The current conflict in the Democratic Republic of the Congo, dubbed by many as Africa’s first world war, involves the nations of Angola, Namibia, Zimbabwe, Uganda, Rwanda and Chad. The DRC is abundantly rich in many natural resources, including diamonds. This has led to all sides in the conflict deliberately targeting these resources in a bid for economic superiority and financial advantage. Many of the leaders of these nations have been accused of profiteering from the exploitation of these resources and deliberately targeting resource rich areas in attempts to gain control of them rather than any interest in regional stability or peace processes.

Diamonds are the economic lifeline for Laurent Kabila, earning his regime an estimated US$100 million in income in 1997 from total diamond exports of $616 million. Congo has two main diamond producing areas in Mbuji Mai and Kisangani. The government controlled diamond mines in Mbuji-Mayi are protected by Angolan and Zimbabwean troops. Diamonds showed how integral they are to the conflict in the DRC when in September 1999 the Zimbabwean defence minister, Moven Mahachi, stated that the armed forces of Zimbabwe and the DRC had set up a joint business venture to pay for the war through the mining and marketing of diamonds. In April 2000, UN Secretary General, Koffi Annan announced the need for an expert panel to look into the role that diamonds and gold is playing in the financing of the conflict in the Congo.

CONCLUSION

The diamond industry is currently facing one of the most serious crises in its history. It has to face up to the fact that its current systems of trading are having devastating impacts in Africa which are spilling over to neighboring countries and are damaging the entire image of diamonds, which will last for many years to come. Some sectors of the diamond industry are slowly realizing this and recent developments seem encouraging – however there is still a long way to go.
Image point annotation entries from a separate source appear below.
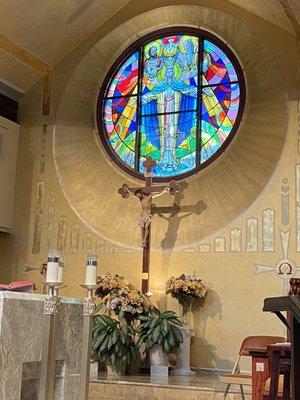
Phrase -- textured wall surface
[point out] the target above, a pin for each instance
(243, 206)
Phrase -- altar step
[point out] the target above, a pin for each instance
(141, 387)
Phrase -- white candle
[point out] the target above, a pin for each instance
(91, 270)
(60, 270)
(52, 266)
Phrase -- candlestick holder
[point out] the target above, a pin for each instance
(51, 310)
(89, 307)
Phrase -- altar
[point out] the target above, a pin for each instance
(21, 339)
(204, 385)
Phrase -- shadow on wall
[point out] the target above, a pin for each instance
(204, 352)
(171, 215)
(174, 219)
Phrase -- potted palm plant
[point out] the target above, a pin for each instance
(160, 334)
(113, 343)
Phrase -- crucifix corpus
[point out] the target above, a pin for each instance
(145, 194)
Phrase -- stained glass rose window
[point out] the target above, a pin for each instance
(175, 96)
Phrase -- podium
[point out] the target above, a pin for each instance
(291, 304)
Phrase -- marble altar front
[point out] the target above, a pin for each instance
(21, 338)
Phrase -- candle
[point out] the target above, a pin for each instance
(60, 269)
(52, 266)
(91, 269)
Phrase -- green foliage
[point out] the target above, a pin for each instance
(113, 342)
(160, 328)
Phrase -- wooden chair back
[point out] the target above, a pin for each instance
(260, 342)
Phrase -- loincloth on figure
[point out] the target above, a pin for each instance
(145, 219)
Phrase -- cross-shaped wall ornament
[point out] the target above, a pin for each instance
(285, 268)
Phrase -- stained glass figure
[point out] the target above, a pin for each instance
(177, 99)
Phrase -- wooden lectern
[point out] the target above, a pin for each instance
(291, 304)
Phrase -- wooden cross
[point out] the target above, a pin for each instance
(145, 194)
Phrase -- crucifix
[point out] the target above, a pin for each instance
(145, 194)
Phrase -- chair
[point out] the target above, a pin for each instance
(241, 379)
(278, 385)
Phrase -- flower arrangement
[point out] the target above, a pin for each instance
(121, 297)
(186, 289)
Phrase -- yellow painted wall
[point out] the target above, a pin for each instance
(66, 184)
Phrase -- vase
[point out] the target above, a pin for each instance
(111, 371)
(184, 354)
(157, 356)
(159, 362)
(186, 313)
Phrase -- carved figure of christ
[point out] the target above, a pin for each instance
(145, 194)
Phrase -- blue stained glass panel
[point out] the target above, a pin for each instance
(156, 108)
(120, 123)
(170, 139)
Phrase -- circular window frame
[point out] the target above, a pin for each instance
(135, 46)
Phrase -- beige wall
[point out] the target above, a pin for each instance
(66, 191)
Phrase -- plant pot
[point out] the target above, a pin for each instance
(111, 371)
(157, 357)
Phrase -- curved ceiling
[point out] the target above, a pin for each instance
(51, 29)
(212, 198)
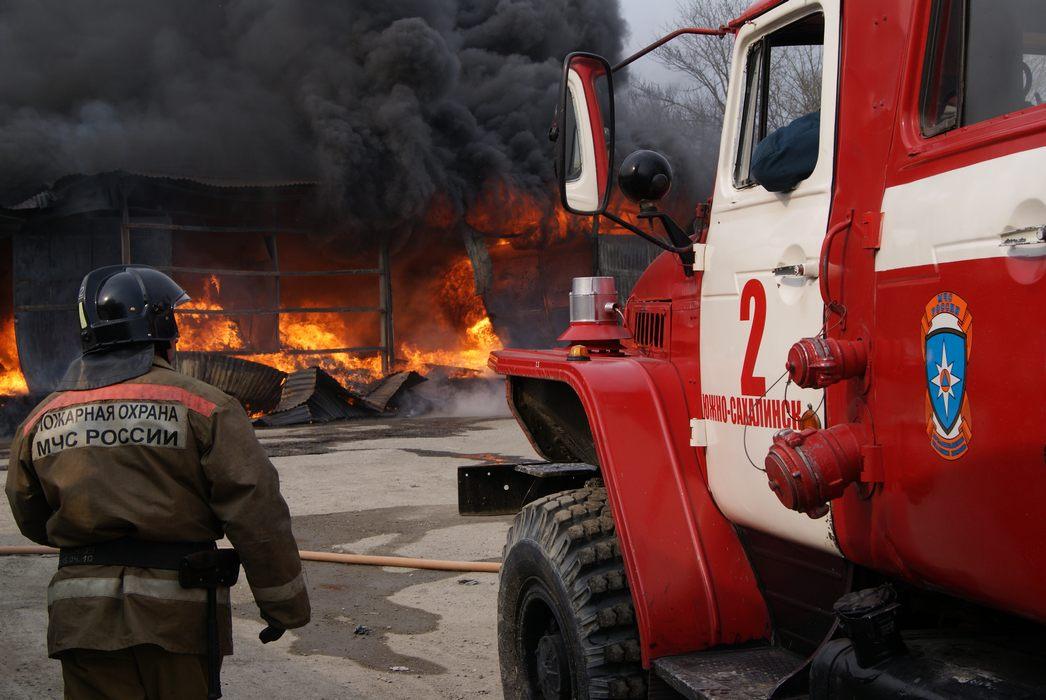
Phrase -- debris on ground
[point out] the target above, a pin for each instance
(313, 396)
(385, 393)
(253, 384)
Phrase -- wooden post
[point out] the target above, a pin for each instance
(385, 303)
(126, 232)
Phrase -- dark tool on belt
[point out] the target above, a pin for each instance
(210, 570)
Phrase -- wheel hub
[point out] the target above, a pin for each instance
(551, 657)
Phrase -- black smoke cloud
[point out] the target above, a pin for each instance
(385, 102)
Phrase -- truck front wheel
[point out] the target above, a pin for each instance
(566, 624)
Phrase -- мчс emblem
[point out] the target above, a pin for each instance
(947, 338)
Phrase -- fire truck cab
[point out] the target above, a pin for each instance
(802, 471)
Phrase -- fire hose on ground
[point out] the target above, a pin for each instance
(330, 558)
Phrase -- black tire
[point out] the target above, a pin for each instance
(566, 623)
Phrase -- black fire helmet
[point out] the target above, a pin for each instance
(122, 305)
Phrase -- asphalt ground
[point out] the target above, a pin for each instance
(366, 487)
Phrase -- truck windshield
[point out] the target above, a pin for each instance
(983, 59)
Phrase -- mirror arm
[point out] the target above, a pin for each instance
(646, 236)
(685, 252)
(676, 234)
(707, 31)
(675, 231)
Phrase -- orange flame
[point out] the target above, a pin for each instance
(12, 381)
(320, 331)
(208, 333)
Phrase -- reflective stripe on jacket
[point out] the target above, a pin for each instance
(159, 457)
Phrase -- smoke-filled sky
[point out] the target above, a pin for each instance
(386, 102)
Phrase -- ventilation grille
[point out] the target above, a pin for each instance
(649, 331)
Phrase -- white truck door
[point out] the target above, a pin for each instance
(759, 292)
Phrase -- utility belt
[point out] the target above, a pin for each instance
(129, 551)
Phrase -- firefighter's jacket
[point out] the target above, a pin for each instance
(159, 457)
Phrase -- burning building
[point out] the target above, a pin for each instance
(278, 284)
(361, 187)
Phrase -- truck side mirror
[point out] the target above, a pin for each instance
(585, 134)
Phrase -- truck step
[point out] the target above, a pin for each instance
(729, 674)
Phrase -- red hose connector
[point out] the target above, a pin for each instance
(815, 363)
(811, 468)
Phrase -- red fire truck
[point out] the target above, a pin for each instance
(809, 453)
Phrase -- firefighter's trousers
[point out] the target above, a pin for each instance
(144, 672)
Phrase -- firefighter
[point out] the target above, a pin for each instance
(129, 468)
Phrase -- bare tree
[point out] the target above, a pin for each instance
(704, 62)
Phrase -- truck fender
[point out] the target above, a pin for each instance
(691, 584)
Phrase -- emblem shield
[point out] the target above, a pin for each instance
(946, 375)
(947, 337)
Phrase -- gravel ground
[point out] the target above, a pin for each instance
(366, 487)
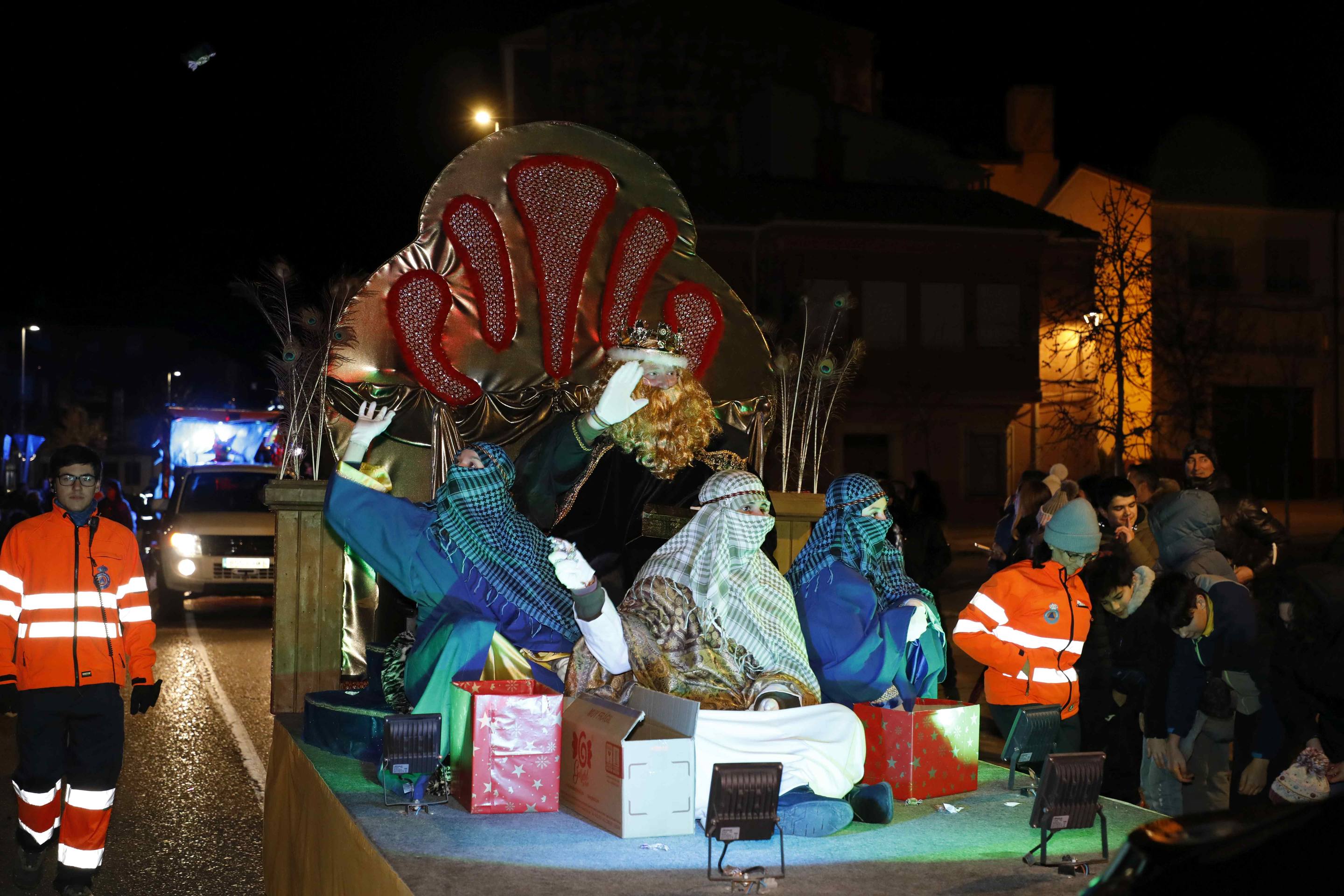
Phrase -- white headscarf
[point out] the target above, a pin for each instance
(735, 588)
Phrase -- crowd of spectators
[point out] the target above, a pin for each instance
(1213, 675)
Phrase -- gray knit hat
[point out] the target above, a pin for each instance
(1050, 508)
(1074, 528)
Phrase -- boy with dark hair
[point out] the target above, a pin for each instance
(1141, 660)
(74, 626)
(1218, 691)
(1148, 487)
(1124, 522)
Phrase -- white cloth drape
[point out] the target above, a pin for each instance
(820, 746)
(605, 638)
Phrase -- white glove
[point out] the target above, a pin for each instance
(572, 569)
(920, 621)
(370, 424)
(617, 401)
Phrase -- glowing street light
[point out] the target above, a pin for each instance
(484, 117)
(23, 390)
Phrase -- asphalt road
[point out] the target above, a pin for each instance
(187, 816)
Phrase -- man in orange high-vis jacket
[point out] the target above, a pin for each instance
(1030, 621)
(74, 626)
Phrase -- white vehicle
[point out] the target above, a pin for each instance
(219, 536)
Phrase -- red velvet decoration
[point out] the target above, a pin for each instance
(419, 305)
(469, 224)
(693, 312)
(932, 751)
(562, 202)
(645, 241)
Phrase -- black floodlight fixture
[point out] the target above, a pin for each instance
(1033, 734)
(1069, 798)
(744, 805)
(410, 757)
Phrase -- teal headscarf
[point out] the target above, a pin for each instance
(476, 515)
(843, 534)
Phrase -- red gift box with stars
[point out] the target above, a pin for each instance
(504, 746)
(932, 751)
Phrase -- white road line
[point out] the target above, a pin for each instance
(252, 762)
There is an urgent need for a system of controls that can demonstrate that diamonds are from controlled sources. A key part of such controls will be the rigor with which they are implemented by those within the industry. As UK Foreign Secretary Robin Cook noted in December 1999 at the G8 summit “If the [diamond] industry could do it itself by self-regulation and by other proposals, that would be very welcome and I think the more we are seen to be pursuing this earnestly, the more it is likely they will do so.” Governments, both producers and importers, have a central role in setting a regulatory framework within which industry self-regulation can be a meaningful part of the process of controls. A certain amount of responsibility for the success of any proposed control system lies with the countries that actually produce the diamonds. A number of these countries, such as Namibia, Botswana, South Africa, Australia, and Canada are already operating systems that are well controlled and that can easily be developed as part of a wider control system. Importing and exporting countries and the international community need to examine how their own customs procedures and national legislation can be adapted to ensure that conflict diamonds no longer enter into legitimate diamond marketing channels.
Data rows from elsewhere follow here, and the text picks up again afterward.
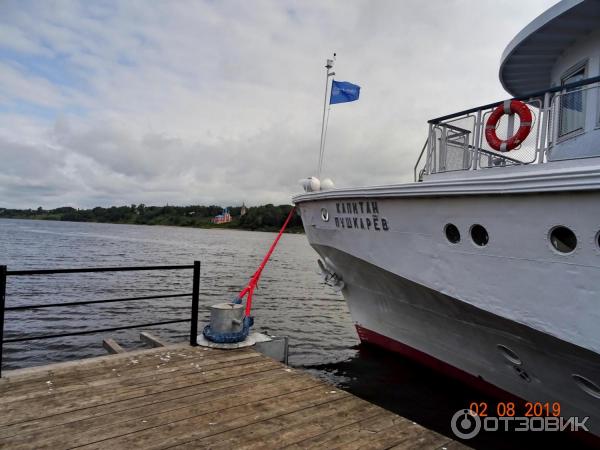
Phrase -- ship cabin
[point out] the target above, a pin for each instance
(552, 70)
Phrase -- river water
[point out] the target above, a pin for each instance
(290, 301)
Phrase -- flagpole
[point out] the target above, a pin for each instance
(328, 66)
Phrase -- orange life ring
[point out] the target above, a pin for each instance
(508, 107)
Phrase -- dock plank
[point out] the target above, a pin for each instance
(190, 397)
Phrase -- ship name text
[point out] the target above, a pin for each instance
(360, 215)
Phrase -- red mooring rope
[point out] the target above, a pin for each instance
(249, 289)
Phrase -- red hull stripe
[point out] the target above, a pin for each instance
(478, 383)
(435, 364)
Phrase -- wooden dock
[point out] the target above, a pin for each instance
(192, 397)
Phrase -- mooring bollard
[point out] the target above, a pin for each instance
(226, 318)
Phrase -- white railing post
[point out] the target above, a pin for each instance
(478, 129)
(545, 130)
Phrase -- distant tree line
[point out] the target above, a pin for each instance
(260, 218)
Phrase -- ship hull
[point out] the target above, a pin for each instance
(511, 361)
(513, 315)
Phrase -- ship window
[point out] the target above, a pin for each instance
(452, 233)
(479, 235)
(572, 103)
(563, 239)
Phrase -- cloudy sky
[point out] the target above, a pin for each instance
(187, 102)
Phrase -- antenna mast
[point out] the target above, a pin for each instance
(329, 65)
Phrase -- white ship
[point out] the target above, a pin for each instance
(487, 267)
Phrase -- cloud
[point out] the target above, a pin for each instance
(220, 102)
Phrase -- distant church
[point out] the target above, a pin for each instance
(224, 217)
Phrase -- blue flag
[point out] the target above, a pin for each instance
(342, 92)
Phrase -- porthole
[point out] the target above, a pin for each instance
(452, 233)
(563, 239)
(510, 355)
(479, 235)
(587, 386)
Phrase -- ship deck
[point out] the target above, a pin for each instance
(193, 397)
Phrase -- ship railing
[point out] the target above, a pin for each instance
(5, 274)
(457, 142)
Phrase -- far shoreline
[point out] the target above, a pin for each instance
(294, 230)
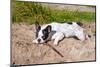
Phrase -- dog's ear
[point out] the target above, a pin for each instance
(48, 28)
(37, 28)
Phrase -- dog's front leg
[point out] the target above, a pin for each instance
(58, 36)
(35, 41)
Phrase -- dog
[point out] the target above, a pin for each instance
(57, 31)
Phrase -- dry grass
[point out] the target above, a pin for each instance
(25, 52)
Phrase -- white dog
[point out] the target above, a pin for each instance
(57, 31)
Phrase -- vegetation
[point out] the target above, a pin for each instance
(30, 12)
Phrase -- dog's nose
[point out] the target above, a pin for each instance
(39, 40)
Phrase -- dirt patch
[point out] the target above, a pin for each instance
(25, 52)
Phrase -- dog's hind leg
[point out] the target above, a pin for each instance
(58, 36)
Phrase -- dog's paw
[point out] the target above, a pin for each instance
(56, 43)
(34, 41)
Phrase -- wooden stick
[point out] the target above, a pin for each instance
(54, 49)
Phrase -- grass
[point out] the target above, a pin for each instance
(30, 12)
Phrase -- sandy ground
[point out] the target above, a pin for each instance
(25, 52)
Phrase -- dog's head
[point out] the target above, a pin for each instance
(42, 33)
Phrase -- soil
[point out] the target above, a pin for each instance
(25, 52)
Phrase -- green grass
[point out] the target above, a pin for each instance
(30, 12)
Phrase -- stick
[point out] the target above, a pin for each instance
(55, 49)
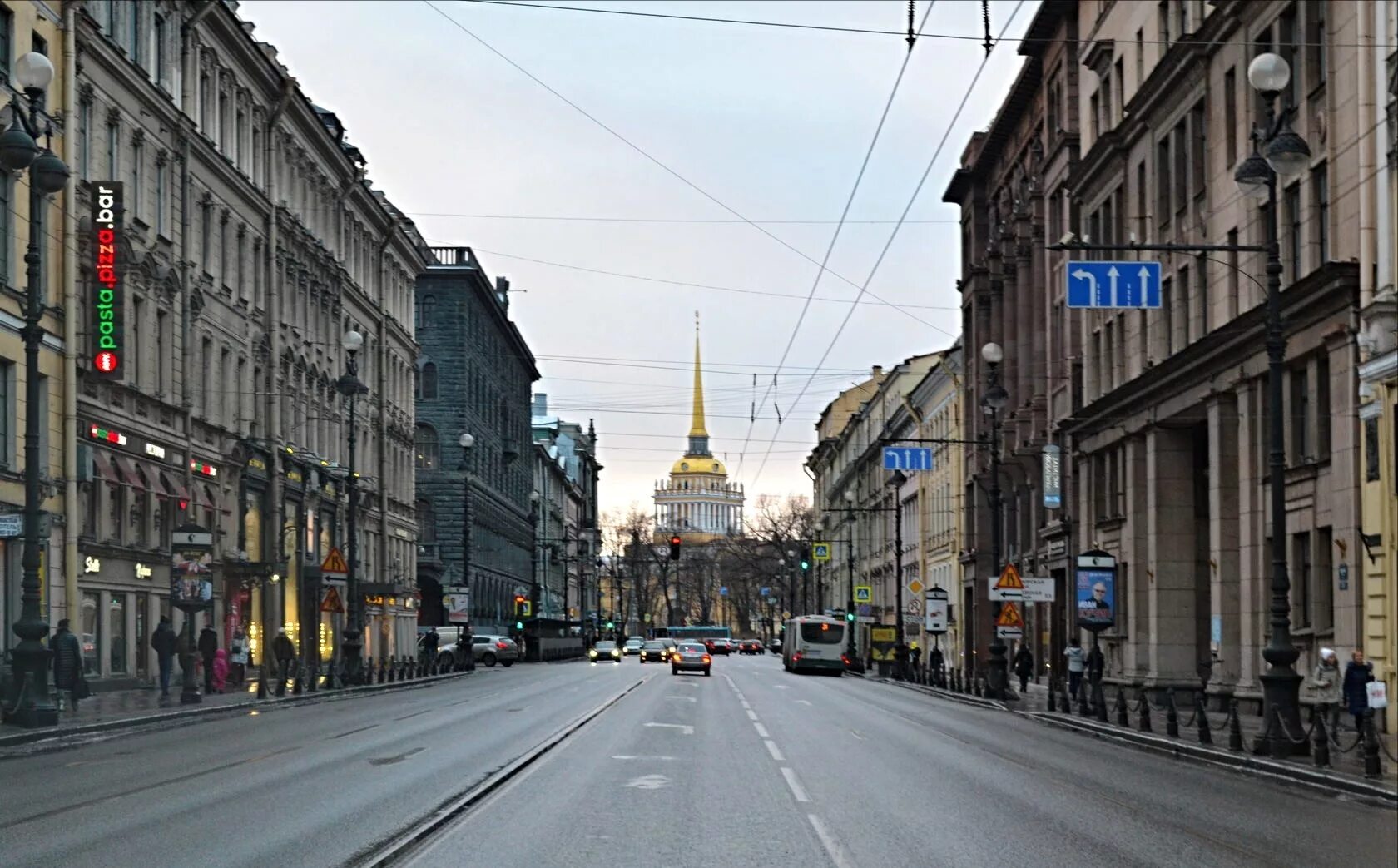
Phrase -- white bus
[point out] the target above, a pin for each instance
(814, 643)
The independent auditing of company claims and the verification of the control systems, coupled with the use of technology systems will go a long way to ensuring that the dark shadow of conflict diamonds that is currently looming over the industry will end. This will ensure its long term survival and more importantly go a long way to ensuring that no longer can factions, armed with increasingly sophisticated weaponry hold countries, governments and the international community to ransom due to the fact that they have access to the source and the markets of a highly lucrative and easily transportable commodity.